MHNEWS.ID.- Korps Lalu Lintas (Korlantas) Polri akan menerapkan kebijakan pembayaran pajak kendaraan tanpa KTP pemilik pertama secara nasional.
Direktur Registrasi dan Identifikasi (Regiden) Korlantas Polri, Wibowo, menjelaskan bahwa kebijakan ini akan dibahas dalam forum nasional dan berpotensi diterapkan di seluruh Indonesia.
Dalam pelaksanaannya, wajib pajak tetap harus memenuhi sejumlah persyaratan administratif, salah satunya dengan membuat surat pernyataan kepemilikan kendaraan.
“Silakan wajib pajak isi formulir pernyataan bahwa kendaraan itu adalah mobilmu, kamu siap untuk diblokir dan kamu siap untuk melakukan proses balik nama di tahun depan,” kata Wibowo.
Apa konsekuensi bagi wajib pajak?
Kebijakan ini tidak sepenuhnya membebaskan kewajiban administratif.

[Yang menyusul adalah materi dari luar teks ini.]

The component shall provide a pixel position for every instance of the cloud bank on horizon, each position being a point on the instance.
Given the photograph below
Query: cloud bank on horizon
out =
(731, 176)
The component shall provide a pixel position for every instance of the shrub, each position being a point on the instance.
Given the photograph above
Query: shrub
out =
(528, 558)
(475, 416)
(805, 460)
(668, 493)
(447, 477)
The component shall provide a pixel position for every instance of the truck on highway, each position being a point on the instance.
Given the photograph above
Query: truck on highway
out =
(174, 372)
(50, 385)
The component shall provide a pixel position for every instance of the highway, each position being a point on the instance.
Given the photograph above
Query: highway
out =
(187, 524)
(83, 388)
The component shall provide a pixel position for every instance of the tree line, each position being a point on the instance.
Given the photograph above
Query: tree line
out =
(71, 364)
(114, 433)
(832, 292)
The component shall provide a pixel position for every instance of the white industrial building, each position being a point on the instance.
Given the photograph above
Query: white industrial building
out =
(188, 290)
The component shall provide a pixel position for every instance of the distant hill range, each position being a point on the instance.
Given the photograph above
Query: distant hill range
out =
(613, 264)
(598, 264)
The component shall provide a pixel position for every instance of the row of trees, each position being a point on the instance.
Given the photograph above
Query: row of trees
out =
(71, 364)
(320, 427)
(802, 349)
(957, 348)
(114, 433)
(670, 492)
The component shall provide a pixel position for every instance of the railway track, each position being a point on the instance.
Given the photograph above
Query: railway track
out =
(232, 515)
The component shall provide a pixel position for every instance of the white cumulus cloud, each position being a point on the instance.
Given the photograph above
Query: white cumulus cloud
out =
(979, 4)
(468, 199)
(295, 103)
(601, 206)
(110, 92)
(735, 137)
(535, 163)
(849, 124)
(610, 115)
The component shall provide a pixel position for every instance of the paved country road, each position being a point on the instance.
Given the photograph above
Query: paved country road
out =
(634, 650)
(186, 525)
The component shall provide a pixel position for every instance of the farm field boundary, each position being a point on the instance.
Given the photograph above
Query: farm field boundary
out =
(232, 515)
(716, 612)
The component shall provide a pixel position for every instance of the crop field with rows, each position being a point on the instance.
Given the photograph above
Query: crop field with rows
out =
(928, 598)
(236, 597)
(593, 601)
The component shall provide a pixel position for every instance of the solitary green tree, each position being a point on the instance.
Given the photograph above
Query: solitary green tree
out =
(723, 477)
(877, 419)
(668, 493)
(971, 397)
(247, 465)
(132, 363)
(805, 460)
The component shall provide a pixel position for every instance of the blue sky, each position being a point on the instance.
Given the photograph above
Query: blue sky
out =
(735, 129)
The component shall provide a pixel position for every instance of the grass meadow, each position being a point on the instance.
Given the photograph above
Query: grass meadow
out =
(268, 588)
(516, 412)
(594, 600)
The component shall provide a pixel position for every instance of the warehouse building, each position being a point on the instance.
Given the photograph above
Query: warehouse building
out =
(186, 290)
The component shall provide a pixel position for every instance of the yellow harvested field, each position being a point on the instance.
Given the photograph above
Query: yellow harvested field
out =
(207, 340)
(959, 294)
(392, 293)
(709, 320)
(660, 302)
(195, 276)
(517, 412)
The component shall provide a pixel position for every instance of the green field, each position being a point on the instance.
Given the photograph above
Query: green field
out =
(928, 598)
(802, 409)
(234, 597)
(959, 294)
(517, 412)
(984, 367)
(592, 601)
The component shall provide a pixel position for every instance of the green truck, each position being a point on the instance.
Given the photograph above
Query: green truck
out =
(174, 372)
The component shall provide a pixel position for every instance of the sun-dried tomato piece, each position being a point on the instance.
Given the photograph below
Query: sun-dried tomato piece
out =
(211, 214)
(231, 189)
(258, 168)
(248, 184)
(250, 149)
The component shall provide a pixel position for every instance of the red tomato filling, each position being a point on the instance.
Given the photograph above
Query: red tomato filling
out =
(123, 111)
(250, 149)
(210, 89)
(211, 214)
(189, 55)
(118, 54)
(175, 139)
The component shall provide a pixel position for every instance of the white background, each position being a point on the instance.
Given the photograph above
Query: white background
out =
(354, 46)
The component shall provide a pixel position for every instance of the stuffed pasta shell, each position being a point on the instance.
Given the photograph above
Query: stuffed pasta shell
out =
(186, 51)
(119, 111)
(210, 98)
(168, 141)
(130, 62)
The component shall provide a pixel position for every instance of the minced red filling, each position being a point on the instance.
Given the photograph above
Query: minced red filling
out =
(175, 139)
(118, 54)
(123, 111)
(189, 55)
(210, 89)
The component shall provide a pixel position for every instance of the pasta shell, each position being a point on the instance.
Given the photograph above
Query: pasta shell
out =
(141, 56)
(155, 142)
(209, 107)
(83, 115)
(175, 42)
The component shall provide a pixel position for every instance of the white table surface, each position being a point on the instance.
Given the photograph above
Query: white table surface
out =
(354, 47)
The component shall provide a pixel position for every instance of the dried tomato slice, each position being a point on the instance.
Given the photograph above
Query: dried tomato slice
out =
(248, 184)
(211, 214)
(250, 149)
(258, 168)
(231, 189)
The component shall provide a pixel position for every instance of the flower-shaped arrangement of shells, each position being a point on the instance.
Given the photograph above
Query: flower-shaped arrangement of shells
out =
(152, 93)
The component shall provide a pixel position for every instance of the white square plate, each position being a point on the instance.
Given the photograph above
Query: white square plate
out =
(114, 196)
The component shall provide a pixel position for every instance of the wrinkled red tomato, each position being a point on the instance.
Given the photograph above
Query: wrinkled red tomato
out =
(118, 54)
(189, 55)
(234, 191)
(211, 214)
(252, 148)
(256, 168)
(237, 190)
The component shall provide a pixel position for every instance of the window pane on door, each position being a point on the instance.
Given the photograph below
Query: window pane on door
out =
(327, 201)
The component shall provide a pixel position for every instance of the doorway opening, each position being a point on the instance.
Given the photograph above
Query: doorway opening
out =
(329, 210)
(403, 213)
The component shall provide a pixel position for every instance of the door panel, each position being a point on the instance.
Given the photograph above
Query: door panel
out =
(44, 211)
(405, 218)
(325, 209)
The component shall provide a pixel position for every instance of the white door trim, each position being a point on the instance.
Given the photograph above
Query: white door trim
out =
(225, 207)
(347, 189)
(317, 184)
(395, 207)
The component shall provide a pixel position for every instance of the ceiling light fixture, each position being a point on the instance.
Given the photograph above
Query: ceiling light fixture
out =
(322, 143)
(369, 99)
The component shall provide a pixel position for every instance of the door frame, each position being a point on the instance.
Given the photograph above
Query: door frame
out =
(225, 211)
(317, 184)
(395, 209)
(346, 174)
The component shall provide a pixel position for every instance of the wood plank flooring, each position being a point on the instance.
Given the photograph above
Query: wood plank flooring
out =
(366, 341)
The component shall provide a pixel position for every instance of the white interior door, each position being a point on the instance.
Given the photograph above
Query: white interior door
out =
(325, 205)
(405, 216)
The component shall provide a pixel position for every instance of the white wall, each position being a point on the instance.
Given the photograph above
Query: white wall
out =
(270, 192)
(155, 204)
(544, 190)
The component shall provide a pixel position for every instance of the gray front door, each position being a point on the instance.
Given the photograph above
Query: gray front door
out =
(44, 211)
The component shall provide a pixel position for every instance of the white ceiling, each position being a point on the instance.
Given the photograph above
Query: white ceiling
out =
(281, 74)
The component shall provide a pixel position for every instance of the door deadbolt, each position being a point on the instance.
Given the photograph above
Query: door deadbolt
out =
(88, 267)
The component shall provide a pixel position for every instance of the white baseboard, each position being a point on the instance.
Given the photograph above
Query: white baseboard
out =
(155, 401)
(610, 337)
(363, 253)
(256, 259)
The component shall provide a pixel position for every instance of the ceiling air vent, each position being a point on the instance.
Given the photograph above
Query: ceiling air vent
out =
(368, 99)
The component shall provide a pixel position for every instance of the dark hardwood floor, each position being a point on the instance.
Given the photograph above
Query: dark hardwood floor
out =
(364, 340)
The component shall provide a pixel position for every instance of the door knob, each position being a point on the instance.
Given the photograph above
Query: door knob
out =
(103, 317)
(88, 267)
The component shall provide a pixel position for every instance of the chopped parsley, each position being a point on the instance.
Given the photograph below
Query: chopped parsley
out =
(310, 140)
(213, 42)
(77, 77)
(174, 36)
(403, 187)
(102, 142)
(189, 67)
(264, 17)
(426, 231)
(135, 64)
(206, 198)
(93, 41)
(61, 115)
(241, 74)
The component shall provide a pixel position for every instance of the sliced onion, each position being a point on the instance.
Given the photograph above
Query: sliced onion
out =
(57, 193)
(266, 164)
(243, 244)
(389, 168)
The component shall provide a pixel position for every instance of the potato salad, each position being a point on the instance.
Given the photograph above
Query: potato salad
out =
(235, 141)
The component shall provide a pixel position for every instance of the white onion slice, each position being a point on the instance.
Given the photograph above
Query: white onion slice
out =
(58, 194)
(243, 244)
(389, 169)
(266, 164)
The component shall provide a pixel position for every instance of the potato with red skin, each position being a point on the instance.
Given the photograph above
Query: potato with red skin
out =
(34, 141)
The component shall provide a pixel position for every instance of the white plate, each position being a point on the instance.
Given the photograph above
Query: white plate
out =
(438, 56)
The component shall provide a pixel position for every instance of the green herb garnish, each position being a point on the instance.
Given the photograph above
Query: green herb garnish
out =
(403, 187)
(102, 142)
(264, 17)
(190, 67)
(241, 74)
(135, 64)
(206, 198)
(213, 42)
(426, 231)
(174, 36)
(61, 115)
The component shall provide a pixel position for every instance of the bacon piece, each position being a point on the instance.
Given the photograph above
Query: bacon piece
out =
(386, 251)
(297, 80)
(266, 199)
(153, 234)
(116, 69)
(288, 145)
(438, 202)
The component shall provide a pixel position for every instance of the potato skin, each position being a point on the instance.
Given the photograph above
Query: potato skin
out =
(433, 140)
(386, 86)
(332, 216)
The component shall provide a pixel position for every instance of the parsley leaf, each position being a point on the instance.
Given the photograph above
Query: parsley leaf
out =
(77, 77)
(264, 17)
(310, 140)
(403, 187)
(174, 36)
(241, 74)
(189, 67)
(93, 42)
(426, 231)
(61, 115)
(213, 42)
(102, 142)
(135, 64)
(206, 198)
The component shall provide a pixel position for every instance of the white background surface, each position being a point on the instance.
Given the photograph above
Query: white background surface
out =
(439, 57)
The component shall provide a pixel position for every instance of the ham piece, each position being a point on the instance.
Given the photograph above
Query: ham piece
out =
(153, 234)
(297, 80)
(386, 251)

Pemerintah tetap mendorong pemilik kendaraan untuk melakukan balik nama.
Beberapa poin penting dari skema ini antara lain:
Wajib pajak dapat membayar pajak tanpa KTP pemilik pertama
Harus membuat surat pernyataan kepemilikan kendaraan
Wajib melakukan balik nama pada tahun berikutnya
Jika tidak, data kendaraan akan diblokir.
“Kalau tidak balik nama tahun depan, kami pastikan tidak akan sah. Kalau tidak sah kan berarti tidak bisa bayar pajak,” ujar Wibowo.
Mengapa kebijakan ini dinilai penting?
Menurut Dedi, kebijakan ini lahir dari kebutuhan untuk mempermudah masyarakat dalam membayar pajak kendaraan bermotor.
Ia menilai selama ini banyak masyarakat yang kesulitan karena tidak memiliki akses terhadap KTP pemilik pertama kendaraan.
Dedi menegaskan bahwa pemerintah seharusnya memberikan kemudahan, bukan justru mempersulit.
“Kalau kita membutuhkan orang yang bayar, ya kita harus membuat mudah orang bayar. Ini kita gimana, orang mau bayar pajak, kok kita mempersulit orang yang bayar pajak,” ujarnya.
Ia juga mengungkapkan bahwa Pajak Kendaraan Bermotor (PKB) merupakan salah satu sumber utama pendapatan daerah yang sangat penting untuk pembangunan.
Selain mendorong masyarakat memanfaatkan kebijakan ini, Dedi juga mengingatkan pentingnya tanggung jawab dalam menggunakan kendaraan.